1911 Encyclopædia Britannica/Ferret
FERRET, a domesticated, and frequently albino breed of quadruped, derived from the wild polecat (Putorius foetidus, or P. putorius), which it closely resembles in size, form, and habits, and with which it interbreeds. It differs in the colour of its fur, which is usually yellowish-white, and of its eyes, which are pinky-red. The “polecat-ferret” is a brown breed, apparently the product of the above-mentioned cross. The ferret attains a length of about 14 in., exclusive of the tail, which measures 5 in. Although exhibiting considerable tameness, it seems incapable of attachment, and when not properly fed, or when irritated, is apt to give painful evidence of its ferocity. It is chiefly employed in destroying rats and other vermin, and in driving rabbits from their burrows. The ferret is remarkably prolific, the female bringing forth two broods annually, each numbering from six to nine young. It is said to occasionally devour its young immediately after birth, and in this case produces another brood soon after. The ferret was well known to the Romans, Strabo stating that it was brought from Africa into Spain, and Pliny that it was employed in his time in rabbit-hunting, under the name Viverra; the English name is not derived from this, but from Fr. furet, Late Lat. furo, robber. The date of its introduction into Great Britain is uncertain, but it has been known in England for at least 600 years.

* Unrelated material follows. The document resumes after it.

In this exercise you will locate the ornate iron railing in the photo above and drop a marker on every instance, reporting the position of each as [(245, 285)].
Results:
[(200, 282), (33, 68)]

The ferret should be kept in dry, clean, well-ventilated hutches, and fed twice daily on bread, milk, and meat, such as rabbits’ and fowls’ livers. When used to hunt rabbits it is provided with a muzzle, or, better and more usual, a cope, made by looping and knotting twine about the head and snout, in order to prevent it killing its quarry, in which case it would gorge itself and go to sleep in the hole. As the ferret enters the hole the rabbits flee before it, and are shot or caught by dogs as they break ground. A ferret’s hold on its quarry is as obstinate as that of a bulldog, but can easily be broken by a strong pressure of the thumb just above the eyes. Only full-grown ferrets are “worked to” rats. Several are generally used at a time and without copes, as rats are fierce fighters.
See Ferrets, by Nicholas Everitt (London, 1897).